I am the head of business development at autofleet, a startup based in Tel Aviv that has pioneered the first Vehicle as a service platform, a software layer that optimizes vehicle fleets to create an elastic supply to serve any source of demand. Our platform optimizes vehicle assets from any fleet to serve on-demand mobility services such as ride-sharing and ride-pooling, as well as delivery and logistics operations. We use machine learning for demand prediction, dynamic pricing, automated fleeting/defleeting and demand-supply matching optimization in real time – all to ensure high levels of fleet utilization while providing a seamless customer experience. We’ve already partnered with some of the largest fleets on the planet.

My person background is in financial and management consulting, and in my previous role I was head of analytics at the ride-hailing company, Gett.

Can you please tell us why you chose to exhibit at CiTTi 2019?

We are excited to engage with the diverse group of public and private sector representatives looking for innovate transport solutions.

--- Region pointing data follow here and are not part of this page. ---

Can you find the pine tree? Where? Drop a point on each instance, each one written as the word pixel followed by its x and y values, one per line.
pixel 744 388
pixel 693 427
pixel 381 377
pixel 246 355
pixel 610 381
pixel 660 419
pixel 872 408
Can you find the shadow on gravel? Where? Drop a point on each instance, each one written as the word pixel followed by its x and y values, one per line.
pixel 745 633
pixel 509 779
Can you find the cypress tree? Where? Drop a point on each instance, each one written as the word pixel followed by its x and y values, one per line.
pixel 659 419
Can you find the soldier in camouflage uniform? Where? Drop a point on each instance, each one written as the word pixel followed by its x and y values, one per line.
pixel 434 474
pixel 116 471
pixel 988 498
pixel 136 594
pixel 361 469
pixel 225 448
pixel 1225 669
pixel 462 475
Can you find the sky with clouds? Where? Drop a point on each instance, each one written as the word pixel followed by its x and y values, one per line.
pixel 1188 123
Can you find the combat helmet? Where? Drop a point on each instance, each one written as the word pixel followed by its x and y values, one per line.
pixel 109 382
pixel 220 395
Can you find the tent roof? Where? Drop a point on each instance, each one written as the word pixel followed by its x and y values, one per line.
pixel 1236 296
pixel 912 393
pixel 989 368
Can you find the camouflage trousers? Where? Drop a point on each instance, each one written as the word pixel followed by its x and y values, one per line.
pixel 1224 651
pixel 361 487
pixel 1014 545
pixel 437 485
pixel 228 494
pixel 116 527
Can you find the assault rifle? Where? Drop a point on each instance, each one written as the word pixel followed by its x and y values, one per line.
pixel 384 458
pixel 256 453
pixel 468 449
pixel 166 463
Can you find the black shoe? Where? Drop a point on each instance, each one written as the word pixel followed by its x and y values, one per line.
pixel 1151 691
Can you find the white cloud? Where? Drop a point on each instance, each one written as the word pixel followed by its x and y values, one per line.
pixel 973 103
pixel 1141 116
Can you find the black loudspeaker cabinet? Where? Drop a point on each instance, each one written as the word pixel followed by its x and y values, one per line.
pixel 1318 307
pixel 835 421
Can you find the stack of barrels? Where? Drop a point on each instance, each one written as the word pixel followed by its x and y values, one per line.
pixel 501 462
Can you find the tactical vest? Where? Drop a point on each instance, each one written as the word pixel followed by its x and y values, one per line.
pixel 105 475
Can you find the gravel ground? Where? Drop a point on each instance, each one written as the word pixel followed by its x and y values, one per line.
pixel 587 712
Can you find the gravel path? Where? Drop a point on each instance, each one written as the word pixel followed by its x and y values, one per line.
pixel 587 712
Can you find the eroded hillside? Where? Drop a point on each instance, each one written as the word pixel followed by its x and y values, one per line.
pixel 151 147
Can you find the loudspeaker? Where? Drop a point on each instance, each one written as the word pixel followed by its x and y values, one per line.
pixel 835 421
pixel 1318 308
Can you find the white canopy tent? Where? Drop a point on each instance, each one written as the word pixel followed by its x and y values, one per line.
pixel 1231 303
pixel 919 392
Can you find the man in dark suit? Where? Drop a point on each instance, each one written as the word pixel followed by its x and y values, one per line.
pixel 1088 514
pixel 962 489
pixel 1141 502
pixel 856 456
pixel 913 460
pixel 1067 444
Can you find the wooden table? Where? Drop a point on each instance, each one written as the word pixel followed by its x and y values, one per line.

We share the vision of creating more sustainable and efficient business models for customer transport while also increasing access to modern mobility options. After the massive growth in mobility services such as ride-sharing and on-demand delivery, cities are starting to organize and action to make sure that these services integrate into a harmonious city life, and we’re looking to support officials as they tackle questions like congestion reduction, service accessibility, autonomous services, and more.

What will you be sharing with visitors to the exhibition?

We will be presenting a live demo of our Vehicle as a Service platform, and showing fleet managers and transportation authorities how they can optimize current business models and open new mobility services.

What do you feel are the biggest challenges facing the industry at the moment?

On-demand mobility services have grown aggressively to become a massive industry, but they have brought significant challenges as well. They have increased congestion and harmful emissions, created unsustainable employment situations fro drivers, and are largely still subsidized services that have been unable to reach profitability.

Customers benefit from the increased access to dynamic mobility options, and these services have encouraged the trend away from private vehicle ownership, but a dramatic shift needs to occur in the model in order to allow these services to grow in a way that is in synergy with cities, not against them. As cities and mobility service providers look to address these issues, there is a need for platforms that know how to connect and utilize the existing resources in the mobility value chain in order to maximize overall efficiency of transportation networks.